Terranova et Survie MP vous proposent une

Rencontre avec Grégory Jarry et Otto T., à l'occasion de la parution aux éditions FLBLB du 4ème volume de la

"Petite histoire des colonies françaises, la Françafrique".

Petite histoire des colonies françaises, tome 4 : la Françafrique

A partir de 17h, il y aura une séance dédicace, suivie à 19h par la présentation du livre et la rencontre avec les auteurs.

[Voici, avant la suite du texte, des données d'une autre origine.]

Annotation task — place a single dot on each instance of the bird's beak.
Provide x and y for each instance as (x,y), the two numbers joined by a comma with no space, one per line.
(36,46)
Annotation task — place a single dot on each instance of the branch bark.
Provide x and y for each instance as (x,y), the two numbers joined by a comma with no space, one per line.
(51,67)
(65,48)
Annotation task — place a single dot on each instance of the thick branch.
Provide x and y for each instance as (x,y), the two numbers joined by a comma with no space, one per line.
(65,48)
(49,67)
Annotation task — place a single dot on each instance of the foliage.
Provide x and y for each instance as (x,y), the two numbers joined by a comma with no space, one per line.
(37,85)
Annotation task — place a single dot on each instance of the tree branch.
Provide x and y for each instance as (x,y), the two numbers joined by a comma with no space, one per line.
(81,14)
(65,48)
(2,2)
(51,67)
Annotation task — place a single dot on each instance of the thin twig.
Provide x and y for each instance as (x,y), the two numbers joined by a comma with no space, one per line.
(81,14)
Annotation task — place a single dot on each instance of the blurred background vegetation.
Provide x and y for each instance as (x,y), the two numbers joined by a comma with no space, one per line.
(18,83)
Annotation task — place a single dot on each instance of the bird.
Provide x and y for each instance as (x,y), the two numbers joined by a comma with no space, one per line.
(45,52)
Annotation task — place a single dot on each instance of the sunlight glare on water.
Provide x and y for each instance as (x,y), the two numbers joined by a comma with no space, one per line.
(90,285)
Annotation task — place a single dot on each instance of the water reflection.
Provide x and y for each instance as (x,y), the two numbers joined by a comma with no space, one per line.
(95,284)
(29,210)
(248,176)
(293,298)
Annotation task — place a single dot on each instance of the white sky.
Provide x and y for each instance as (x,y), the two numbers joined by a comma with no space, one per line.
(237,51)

Grégory Jarry Créateur avec Otto T. des éditions FLBLB qu'ils dirigent ensemble depuis 2000, Grégory Jarry est également auteur de bande dessinée, de roman-photo, de flip books. Il anime des ateliers d'écriture et d'édition et intervient régulièrement en école d'art et à l'université

Otto T. Né en 1973, Thomas Dupuis (Otto.T) crée avec des amis en 1996 pendant ses études le Fanzine FLBLB, qui à partir de 2000 deviendra une belle revue multicolore. Depuis la naissance de FLBLB (la revue), il collabore régulièrement avec Grégory Jarry, avec lequel il a fondé en 2001 les éditions FLBLB.